COUR D'APPEL D'AIX EN PROVENCE

Chambre 4-3

ARRÊT AU FOND

DU 30 AVRIL 2025

N°2025/ 52

RG 23/15979

N° Portalis DBVB-V-B7H-BMLDM

[H] [Y]

C/

Compagnie d'assurance MAAF ASSURANCES

Copie exécutoire délivrée le 30 avril 2025 à :

- Me Odile-marie LA SADE, avocat au barreau d'AIX-EN-PROVENCE

V66

-Me Cécile CURT, avocat au barreau de LYON

Décision déférée à la Cour :

Jugement du Conseil de Prud'hommes - Formation de départage de MARSEILLE - section C - en date du 29 Janvier 2015, enregistré au répertoire général sous le n° 12/139.

APPELANT

Monsieur [H] [Y], demeurant [Adresse 1]

comparant en personne, assisté de Me Odile-marie LA SADE, avocat au barreau d'AIX-EN-PROVENCE

INTIMEE

Compagnie d'assurance MAAF ASSURANCES, demeurant [Adresse 2]

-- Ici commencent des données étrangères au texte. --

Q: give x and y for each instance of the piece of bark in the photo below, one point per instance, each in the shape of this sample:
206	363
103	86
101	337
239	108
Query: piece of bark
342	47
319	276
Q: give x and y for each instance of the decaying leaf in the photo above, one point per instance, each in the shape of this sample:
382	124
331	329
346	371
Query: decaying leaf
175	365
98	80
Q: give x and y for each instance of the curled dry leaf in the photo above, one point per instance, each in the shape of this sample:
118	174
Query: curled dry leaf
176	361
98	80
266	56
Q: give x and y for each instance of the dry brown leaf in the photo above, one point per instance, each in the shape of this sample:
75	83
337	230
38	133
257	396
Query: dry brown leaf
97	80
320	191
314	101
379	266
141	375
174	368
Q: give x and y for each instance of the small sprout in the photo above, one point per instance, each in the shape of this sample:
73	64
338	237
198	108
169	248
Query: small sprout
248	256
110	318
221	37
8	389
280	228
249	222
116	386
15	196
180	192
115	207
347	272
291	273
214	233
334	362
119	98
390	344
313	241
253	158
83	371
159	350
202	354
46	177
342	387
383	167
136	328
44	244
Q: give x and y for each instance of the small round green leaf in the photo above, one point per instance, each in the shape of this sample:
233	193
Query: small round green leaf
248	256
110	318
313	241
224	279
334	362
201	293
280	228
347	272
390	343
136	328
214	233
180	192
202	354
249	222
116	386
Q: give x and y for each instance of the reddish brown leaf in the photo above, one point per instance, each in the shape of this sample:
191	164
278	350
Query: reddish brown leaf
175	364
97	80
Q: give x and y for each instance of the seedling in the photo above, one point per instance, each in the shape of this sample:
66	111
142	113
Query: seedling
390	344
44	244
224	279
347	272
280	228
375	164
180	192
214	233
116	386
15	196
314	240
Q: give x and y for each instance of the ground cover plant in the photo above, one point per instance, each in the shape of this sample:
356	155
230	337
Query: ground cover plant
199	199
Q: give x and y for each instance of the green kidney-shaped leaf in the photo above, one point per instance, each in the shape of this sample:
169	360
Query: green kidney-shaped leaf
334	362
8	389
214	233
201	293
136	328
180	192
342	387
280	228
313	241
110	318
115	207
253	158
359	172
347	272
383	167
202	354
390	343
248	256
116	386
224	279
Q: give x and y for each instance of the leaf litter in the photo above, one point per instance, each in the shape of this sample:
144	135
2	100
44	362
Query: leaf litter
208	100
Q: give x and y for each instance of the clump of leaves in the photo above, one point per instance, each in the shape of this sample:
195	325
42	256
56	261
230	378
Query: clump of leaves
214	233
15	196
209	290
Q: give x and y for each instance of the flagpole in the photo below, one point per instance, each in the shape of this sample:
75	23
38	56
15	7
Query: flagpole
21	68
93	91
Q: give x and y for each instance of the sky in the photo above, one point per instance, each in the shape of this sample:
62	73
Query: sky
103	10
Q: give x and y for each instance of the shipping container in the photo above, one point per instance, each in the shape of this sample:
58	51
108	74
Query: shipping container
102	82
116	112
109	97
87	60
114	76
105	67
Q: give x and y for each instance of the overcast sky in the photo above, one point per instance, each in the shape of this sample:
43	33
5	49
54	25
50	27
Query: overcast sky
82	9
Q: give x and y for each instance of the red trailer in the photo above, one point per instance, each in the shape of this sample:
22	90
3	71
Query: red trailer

représentée par Me Cécile CURT de la SCP FROMONT BRIENS, avocat au barreau de LYON substituée par Me Anne-claire MASSON, avocat au barreau de LYON

*-*-*-*-*

COMPOSITION DE LA COUR

En application des dispositions de l'article 945-1 du Code de Procédure Civile, l'affaire a été débattue le 04 Février 2025, en audience publique, les parties ne s'y étant pas opposées, devant Madame Pascale MARTIN, Présidente de Chambre, et Monsieur Robert VIDAL, Président de chambre, chargés d'instruire l'affaire.

Ces magistrats ont rendu compte des plaidoiries dans le délibéré de la Cour composée de :

Madame Pascale MARTIN, Présidente de Chambre

Madame Véronique SOULIER, Présidente de chambre

Monsieur Robert VIDAL, Président de chambre

Greffier lors des débats : Madame Florence ALLEMANN-FAGNI.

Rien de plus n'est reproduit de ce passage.